Proceedings of TDWG, 2007

Building an index of all genera: A test case in interchange

David P. Remsen, David J. Patterson

Abstract


A challenge facing the Global Biodiversity Information Facility (GBIF), the Encyclopedia of Life (EoL), and other initiatives that manage large amounts of species information is in organizing the data in a way that makes biological sense. Data mobilized within these initiatives are associated with taxon names, many of which are no longer accepted or may be misspelled. The GBIF ECAT program draws upon the Catalog of Life (CoL) as the major component of a taxonomic infrastructure but cannot effectively assess names not present in the catalogue. The primary goal of the CoL is to compile the currently accepted names of living taxa, not to organize all taxon names associated with past and present biodiversity data. Thus, additional components of the organizational infrastructure are needed to complement, not complicate, existing efforts.

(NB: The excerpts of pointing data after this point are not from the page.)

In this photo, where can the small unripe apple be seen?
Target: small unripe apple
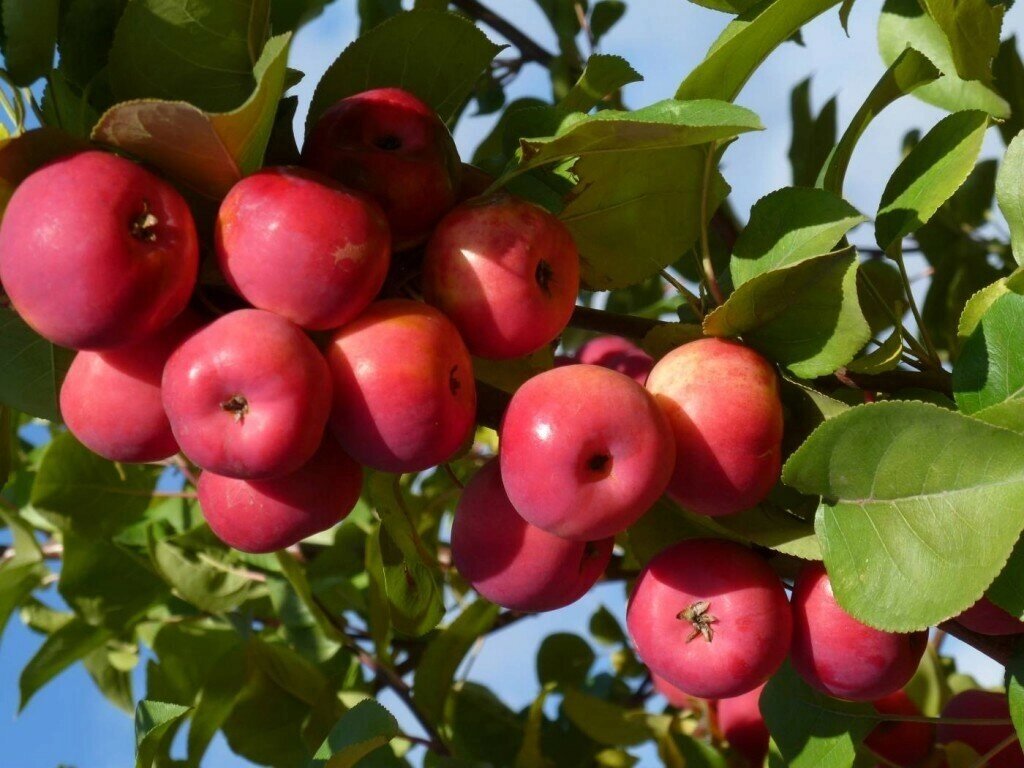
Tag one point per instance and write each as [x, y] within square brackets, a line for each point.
[300, 245]
[619, 354]
[404, 398]
[723, 403]
[710, 616]
[585, 452]
[740, 722]
[902, 743]
[393, 146]
[506, 271]
[980, 705]
[513, 563]
[841, 656]
[96, 252]
[111, 399]
[248, 396]
[267, 515]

One component is a catalog of all biological genera. Genera provide potential organizational value in species data because a genus name is a component of every species combination. A complete catalog of all genera offers a number of compelling benefits from both an organization as well as a referent biological perspective. First, it provides the means to identify and quantify all generic-level homonyms. Such a compilation may prevent future homonyms. The inverse identification of all uniquely spelled genera is also valuable as it implies that any species combination referencing that genus name was unambiguously assigned to it. Assigning all genera to a provisional consensus taxonomic position is a relatively accessible ambition, already underway. A genus provisionally placed within a higher taxon links all associated combinations with that higher group. Such a structure can serve useful disambiguation functions for taxon references that are otherwise undifferentiated. Coupled with high-quality data mobilization efforts, like the Biodiversity Heritage Library, it enables taxon experts, for example, to be alerted to previously unknown taxon references in their area of expertise.

In order to achieve this index, the All Genera Index (AGI) must coordinate with a number of existing nomenclatural initiatives that already catalog large subsets of generic names. It must also reconcile overlap, where it exists, which requires informed lexical comparison algorithms that can confidently distinguish spelling variation in genus-author combinations from true homonyms. Interchange is bidirectional, as the index itself may serve as a point of origin for previously uncatalogued names. All of this is dependent upon access to flexible standard messaging systems that enable the exchange and synchronization of both verified and unverified nomenclatural records between systems that may employ different implementation mechanisms. Such an exercise, focused on genera and a small number of providers, will serve as a useful test case prior to attempting this on a larger scale with species checklists.

The AGI will serve a useful function as a staging interface between authoritative nomenclators and currently relevant digitization activities such as the Biodiversity Heritage Library that will undoubtedly uncover novel taxon references with name combinations currently outside indexed compilations. The AGI will not only provide a provisional repository for such unverified records it will serve a vital organization role to support the verification and assembling of a complete catalog of taxa and associated names.